This Franklin Sewing Machine easily folds into a table. The brand itself has origins as a Domestic Sewing Machine, a company formed in the mid-1800s and produced a sewing machine of the same name until ultimately manufacturing additional lines, the most well known being the Franklin and Minnesota. The foundings of Domestic Sewing Machine Company are ambiguous but the company had one of its factories at 16 Exchange Place, New York, NY. The Franklin sub-brand appears to have been sold by Sears as early as 1911.
Founded in 1852, Studebaker was an American wagon and automobile manufacturer based in South Bend, Indiana. By the 1960s, Studebaker diversified away from automobiles, and among their outputs was their Franklin Appliance Division based in Minneapolis, Minn. producing private label kitchen and laundry appliances, including sewing machines. Therefore, at some point before 1963, Franklin exchanged hands from Domestic to Studebaker.
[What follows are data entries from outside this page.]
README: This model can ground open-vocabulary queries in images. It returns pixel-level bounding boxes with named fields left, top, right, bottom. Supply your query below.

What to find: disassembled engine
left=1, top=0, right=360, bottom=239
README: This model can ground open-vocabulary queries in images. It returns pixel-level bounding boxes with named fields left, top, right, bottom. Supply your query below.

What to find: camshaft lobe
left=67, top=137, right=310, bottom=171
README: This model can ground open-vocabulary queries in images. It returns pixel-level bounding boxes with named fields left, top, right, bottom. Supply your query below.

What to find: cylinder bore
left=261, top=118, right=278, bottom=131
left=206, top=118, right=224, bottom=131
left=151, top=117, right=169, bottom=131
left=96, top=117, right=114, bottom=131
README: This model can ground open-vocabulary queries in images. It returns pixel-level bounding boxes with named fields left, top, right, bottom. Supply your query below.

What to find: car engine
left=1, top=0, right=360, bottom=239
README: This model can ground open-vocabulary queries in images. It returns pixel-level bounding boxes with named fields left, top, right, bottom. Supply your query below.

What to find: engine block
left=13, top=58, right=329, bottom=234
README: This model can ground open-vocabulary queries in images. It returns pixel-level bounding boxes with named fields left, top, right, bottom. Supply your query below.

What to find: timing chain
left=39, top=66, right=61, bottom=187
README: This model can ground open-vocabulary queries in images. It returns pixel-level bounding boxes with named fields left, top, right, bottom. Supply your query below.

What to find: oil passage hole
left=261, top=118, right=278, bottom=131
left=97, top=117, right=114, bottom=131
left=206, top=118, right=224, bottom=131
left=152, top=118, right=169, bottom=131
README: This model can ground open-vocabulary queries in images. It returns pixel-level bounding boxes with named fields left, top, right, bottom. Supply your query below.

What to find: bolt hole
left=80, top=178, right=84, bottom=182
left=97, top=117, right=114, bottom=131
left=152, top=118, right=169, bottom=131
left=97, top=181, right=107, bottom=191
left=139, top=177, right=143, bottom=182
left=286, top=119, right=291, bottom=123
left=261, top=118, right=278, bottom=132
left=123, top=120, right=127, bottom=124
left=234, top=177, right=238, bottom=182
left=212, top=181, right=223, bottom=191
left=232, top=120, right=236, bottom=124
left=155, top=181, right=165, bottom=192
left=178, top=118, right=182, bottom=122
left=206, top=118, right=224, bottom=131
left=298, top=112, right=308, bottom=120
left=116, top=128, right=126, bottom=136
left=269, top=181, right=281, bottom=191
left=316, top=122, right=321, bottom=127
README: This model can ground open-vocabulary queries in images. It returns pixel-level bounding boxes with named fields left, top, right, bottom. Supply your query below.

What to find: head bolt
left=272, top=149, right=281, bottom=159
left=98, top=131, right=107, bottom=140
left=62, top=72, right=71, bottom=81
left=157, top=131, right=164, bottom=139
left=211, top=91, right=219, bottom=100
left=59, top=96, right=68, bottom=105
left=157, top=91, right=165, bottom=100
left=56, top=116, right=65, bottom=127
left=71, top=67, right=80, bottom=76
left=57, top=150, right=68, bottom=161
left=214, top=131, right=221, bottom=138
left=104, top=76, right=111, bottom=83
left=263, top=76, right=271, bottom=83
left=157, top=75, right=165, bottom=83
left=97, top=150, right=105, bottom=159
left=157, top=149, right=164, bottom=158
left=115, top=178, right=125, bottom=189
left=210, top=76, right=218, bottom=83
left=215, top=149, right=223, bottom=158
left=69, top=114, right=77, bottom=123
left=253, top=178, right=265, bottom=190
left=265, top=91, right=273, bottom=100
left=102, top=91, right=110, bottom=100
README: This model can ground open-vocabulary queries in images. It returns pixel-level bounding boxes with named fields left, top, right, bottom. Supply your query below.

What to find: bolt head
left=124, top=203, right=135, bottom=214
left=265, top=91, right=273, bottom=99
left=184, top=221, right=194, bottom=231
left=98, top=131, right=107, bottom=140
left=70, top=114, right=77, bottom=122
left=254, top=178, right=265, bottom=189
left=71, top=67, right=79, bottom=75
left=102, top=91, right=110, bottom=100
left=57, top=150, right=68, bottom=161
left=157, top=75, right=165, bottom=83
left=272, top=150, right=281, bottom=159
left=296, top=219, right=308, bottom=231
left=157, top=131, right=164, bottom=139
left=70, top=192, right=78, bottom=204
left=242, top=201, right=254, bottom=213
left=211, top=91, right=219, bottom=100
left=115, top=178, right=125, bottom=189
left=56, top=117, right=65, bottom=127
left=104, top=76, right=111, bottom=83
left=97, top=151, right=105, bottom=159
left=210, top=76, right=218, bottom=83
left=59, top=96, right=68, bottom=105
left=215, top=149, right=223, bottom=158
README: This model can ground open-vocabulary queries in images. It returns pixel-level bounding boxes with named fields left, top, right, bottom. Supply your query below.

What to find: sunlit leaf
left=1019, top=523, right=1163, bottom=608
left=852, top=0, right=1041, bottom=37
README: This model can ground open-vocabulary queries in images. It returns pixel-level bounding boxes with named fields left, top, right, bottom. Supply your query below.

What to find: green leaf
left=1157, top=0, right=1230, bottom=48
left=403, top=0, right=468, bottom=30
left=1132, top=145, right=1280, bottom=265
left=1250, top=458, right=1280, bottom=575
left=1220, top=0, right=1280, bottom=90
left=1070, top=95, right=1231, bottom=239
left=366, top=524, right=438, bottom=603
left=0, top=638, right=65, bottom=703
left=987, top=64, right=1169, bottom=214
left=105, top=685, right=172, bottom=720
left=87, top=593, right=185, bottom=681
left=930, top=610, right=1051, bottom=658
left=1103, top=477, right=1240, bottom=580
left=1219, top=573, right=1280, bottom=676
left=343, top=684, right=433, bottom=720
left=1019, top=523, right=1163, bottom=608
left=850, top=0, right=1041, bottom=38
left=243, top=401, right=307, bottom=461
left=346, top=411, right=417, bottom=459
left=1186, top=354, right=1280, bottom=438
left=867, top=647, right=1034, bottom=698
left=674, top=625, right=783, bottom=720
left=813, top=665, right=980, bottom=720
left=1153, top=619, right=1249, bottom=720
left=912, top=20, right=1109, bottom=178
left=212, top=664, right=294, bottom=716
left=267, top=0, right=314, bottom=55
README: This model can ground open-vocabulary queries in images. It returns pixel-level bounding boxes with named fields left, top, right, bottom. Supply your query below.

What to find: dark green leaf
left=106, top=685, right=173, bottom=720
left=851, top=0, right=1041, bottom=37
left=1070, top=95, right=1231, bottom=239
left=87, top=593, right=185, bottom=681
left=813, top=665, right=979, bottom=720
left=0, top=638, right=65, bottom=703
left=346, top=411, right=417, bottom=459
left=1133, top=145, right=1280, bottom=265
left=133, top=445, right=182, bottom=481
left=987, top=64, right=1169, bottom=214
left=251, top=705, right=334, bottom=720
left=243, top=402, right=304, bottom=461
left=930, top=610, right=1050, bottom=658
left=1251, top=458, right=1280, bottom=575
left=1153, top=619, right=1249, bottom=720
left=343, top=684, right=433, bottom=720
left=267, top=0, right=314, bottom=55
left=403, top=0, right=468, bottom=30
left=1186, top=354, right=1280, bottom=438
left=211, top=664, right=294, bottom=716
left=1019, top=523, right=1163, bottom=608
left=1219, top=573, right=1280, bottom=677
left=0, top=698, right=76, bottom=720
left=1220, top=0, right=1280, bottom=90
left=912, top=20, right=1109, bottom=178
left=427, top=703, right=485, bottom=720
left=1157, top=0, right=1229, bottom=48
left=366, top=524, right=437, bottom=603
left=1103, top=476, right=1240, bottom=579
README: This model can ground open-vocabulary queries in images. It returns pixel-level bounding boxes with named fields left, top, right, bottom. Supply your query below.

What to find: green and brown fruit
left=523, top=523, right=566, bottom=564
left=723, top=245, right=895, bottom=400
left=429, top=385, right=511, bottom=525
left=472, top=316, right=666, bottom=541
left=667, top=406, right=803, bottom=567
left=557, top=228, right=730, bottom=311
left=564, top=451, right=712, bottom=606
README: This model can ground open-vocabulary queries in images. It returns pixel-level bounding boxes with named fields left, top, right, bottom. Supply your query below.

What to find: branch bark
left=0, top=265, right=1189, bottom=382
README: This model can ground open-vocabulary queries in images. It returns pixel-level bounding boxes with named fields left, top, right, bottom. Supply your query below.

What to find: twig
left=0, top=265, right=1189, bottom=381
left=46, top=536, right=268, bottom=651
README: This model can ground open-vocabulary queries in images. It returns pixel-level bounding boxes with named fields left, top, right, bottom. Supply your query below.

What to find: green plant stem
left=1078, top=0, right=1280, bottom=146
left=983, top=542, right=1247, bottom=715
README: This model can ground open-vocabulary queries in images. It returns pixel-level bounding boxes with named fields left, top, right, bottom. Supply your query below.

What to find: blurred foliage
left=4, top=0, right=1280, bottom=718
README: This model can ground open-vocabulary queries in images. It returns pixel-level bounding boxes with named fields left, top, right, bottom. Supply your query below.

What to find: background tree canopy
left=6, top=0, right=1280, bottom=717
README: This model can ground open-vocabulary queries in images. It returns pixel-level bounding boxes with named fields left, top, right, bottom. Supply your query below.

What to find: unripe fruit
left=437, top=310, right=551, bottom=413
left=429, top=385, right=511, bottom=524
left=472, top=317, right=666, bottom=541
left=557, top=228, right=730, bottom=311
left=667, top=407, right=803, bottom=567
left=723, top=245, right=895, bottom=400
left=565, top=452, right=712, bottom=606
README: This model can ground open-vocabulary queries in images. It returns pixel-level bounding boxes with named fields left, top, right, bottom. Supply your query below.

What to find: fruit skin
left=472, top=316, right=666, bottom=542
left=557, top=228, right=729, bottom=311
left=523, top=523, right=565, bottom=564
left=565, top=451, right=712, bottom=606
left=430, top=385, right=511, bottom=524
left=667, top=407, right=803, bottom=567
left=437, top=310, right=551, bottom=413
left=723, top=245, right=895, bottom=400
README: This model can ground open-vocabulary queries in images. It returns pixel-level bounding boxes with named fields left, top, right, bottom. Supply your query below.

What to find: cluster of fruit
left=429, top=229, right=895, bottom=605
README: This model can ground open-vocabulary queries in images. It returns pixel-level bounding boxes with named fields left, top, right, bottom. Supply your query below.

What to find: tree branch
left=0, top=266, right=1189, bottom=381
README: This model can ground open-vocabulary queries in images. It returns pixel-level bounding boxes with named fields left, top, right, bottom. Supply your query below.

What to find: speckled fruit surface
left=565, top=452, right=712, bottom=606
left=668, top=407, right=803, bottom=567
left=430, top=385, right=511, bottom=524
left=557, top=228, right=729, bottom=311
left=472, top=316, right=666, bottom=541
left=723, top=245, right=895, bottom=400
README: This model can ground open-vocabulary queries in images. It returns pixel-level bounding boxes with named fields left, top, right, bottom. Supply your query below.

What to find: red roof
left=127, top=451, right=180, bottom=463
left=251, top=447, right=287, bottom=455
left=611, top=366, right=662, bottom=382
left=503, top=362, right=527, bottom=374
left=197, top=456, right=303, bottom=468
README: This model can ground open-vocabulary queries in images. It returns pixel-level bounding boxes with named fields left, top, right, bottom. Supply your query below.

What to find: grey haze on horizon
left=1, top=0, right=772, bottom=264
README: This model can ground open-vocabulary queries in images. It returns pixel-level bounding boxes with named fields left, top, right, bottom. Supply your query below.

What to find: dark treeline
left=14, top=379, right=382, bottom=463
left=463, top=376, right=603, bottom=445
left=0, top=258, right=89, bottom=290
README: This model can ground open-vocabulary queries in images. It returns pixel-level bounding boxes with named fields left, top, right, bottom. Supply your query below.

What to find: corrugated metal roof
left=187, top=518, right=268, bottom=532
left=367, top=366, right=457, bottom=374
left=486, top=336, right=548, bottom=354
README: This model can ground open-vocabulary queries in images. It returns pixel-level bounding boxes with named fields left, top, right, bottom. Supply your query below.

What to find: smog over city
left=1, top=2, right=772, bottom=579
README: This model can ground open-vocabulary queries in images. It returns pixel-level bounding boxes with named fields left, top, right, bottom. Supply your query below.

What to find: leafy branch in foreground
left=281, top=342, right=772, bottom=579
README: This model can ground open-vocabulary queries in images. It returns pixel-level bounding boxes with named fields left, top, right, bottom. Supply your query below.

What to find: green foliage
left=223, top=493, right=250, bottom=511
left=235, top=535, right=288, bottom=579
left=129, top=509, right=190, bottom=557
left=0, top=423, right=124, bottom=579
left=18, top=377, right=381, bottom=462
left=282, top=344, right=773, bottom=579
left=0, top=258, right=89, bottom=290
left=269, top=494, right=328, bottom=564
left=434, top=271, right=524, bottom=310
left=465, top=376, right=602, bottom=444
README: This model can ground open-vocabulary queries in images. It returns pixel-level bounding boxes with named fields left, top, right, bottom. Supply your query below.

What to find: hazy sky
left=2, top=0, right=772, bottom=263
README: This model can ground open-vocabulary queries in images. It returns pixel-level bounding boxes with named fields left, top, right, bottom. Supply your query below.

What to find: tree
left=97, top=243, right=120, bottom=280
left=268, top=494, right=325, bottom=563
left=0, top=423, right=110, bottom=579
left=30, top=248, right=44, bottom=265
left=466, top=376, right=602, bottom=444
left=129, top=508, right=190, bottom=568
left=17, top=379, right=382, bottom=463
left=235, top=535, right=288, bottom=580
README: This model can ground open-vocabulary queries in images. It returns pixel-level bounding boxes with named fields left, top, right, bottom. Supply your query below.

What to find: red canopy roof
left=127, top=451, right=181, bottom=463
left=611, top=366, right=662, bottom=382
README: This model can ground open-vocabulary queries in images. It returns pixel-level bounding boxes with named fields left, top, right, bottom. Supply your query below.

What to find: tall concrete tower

Meanwhile, the White Manufacturing Company based in Cleveland, Ohio had turned all its focus to producing sewing machines and accessories in the early 1920s. Things changed in the 1950s upon losing Sears as a client and thus 40 percent of its business, so the company aggressively changed their business model shifting manufacturing overseas, reducing diversification and acquiring other entities. The company changed its name to White Consolidated Industries (WCI) and ultimately acquired the Franklin Appliance Division of Studebaker.
WCI was acquired by Swedish home appliance manufacturer Electrolux in 1986. The White line of sewing machines was consolidated into the lower-end Husqvarna Viking brand. Today, Husqvarna Viking, Singer, and a third sewing machine company Pfaff are all owned by SVP Worldwide, a private company managed between the United States and Sweden.